Translations 3
I did think about adding this to Unit 2: Misunderstandings, colloquailisms, wrong words and false friends as the 'washing machine' cartoon is in the book and it is a very similar situation, but this is a good example of a literal translation which I believe comes from most Slavic languages. This one, is of course, based on what I heard in Poland: 'robot kuchenny' (literally: robot kitchen, and as we usually put the adjective before the noun - kitchen robot!) is in fact a food processor.
I am aware that robot also means 'a machine which is programmed to move and perform certain tasks automatically', but the perception of many native speakers is still an image of some kind of mechanical man whose job it is to perform these tasks, even a mechanical man that is independant and is capable of thinking for itself.

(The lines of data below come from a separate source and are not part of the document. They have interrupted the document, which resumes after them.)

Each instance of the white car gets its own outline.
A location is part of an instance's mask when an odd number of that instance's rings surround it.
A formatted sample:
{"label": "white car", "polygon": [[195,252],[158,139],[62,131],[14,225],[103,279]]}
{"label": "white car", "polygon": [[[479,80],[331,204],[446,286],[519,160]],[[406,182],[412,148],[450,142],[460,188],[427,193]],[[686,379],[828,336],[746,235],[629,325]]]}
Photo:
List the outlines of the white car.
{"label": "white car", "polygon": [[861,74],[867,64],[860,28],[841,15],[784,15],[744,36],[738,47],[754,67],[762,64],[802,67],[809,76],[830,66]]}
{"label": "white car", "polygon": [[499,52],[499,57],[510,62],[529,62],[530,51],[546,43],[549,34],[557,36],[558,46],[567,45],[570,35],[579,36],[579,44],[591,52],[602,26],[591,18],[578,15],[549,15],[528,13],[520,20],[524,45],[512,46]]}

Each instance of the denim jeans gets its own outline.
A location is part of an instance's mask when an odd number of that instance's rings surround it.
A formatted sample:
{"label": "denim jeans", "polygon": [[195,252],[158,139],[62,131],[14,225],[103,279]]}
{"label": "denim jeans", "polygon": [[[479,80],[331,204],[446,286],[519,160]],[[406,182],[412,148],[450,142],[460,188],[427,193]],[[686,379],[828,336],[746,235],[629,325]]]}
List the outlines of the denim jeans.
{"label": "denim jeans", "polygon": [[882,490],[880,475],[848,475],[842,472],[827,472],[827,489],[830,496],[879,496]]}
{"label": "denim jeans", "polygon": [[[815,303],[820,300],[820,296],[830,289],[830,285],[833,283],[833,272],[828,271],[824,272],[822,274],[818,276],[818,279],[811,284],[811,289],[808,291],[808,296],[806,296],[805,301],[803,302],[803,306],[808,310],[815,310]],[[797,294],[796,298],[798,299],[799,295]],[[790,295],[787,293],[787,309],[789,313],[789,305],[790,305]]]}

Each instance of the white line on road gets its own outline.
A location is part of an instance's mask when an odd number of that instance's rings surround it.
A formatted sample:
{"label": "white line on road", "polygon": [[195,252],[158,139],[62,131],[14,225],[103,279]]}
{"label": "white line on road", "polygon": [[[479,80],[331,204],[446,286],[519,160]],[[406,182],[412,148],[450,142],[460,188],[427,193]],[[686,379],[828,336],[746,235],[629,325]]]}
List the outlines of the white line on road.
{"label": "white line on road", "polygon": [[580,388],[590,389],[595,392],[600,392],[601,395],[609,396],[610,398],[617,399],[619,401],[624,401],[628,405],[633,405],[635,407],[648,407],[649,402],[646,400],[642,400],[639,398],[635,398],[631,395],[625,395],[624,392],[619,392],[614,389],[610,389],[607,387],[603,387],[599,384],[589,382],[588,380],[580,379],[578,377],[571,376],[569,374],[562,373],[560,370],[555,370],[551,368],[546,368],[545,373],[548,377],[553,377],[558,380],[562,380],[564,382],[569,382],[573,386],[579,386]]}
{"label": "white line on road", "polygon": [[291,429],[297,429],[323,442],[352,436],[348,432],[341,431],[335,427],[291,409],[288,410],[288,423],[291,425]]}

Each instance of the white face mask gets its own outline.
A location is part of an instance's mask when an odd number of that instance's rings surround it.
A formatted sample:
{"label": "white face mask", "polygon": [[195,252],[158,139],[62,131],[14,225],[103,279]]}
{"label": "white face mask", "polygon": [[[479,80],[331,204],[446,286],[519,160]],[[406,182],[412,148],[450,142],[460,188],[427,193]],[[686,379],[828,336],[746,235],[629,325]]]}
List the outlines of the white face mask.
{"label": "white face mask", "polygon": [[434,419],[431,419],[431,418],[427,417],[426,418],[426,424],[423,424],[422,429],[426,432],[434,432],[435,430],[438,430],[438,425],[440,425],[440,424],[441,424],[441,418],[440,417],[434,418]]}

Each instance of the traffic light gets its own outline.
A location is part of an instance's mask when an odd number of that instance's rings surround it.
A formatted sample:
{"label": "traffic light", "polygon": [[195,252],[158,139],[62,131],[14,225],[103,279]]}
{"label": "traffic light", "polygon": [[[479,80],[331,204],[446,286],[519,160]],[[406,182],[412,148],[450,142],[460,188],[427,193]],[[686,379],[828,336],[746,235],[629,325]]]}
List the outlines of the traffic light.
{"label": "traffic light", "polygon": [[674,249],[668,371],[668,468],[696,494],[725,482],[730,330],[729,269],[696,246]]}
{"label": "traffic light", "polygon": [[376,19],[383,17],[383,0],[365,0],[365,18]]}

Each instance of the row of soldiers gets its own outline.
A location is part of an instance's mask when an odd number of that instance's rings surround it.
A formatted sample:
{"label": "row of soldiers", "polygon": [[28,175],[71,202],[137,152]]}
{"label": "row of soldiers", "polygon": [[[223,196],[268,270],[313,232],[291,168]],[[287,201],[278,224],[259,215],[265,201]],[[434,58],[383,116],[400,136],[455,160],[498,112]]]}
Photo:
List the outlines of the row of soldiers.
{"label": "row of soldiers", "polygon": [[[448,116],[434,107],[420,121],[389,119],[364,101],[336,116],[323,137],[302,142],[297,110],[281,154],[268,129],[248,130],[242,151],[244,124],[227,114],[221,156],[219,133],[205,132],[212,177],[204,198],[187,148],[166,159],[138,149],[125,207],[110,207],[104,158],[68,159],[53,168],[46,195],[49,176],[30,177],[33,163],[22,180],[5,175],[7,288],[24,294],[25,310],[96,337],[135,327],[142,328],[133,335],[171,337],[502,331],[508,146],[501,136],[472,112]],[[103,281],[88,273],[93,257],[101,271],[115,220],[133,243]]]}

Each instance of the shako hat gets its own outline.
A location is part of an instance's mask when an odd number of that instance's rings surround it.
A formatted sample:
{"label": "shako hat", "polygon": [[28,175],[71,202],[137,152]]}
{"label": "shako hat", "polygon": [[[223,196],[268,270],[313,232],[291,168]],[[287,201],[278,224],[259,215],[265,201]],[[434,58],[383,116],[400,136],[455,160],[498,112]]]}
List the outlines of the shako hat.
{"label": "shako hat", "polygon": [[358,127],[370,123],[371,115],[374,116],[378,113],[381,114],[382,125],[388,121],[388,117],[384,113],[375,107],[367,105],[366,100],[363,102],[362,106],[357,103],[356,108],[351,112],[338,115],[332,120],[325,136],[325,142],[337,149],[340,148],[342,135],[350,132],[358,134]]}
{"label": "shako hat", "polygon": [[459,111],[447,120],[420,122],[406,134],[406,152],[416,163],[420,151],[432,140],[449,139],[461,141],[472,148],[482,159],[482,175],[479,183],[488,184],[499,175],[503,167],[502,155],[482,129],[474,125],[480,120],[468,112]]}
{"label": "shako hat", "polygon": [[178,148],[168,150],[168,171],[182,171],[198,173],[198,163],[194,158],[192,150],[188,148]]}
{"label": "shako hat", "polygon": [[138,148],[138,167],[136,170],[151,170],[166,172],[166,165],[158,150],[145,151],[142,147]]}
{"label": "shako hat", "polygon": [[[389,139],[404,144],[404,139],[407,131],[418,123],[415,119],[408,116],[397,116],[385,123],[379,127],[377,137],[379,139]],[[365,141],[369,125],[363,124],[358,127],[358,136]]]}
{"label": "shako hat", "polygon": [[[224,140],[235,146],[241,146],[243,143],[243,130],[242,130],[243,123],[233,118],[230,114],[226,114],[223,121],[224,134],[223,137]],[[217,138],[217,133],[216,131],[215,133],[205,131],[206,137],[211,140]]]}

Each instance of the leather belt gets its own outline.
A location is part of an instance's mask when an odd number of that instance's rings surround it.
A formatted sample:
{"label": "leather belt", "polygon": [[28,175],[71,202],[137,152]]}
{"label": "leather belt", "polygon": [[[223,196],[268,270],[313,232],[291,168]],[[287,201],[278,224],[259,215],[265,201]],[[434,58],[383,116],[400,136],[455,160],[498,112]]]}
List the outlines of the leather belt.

The word 'robot' in English does in fact come from a 1921 play by the Czech writer, Karel ÄŒapek, who wrote about a fictional humanoid. These days robots have replaced humans in many tasks, particularly in those that we would prefer not to do because they are too repetitive, dangerous, or able to do tasks that humans are simply unable to carry out. Science fiction, of course, has plenty of robots in fiction and movies, often being shown in a negative way: The Terminator in popular movies, I, Robot in movies and fiction, Judge Dredd in comic strips. It is this than in any other way that the word has become linked with mechanical men in popular English culture, and so a 'kitchen robot' is very likely to bring the image in the cartoon to the mind of the native English speaker.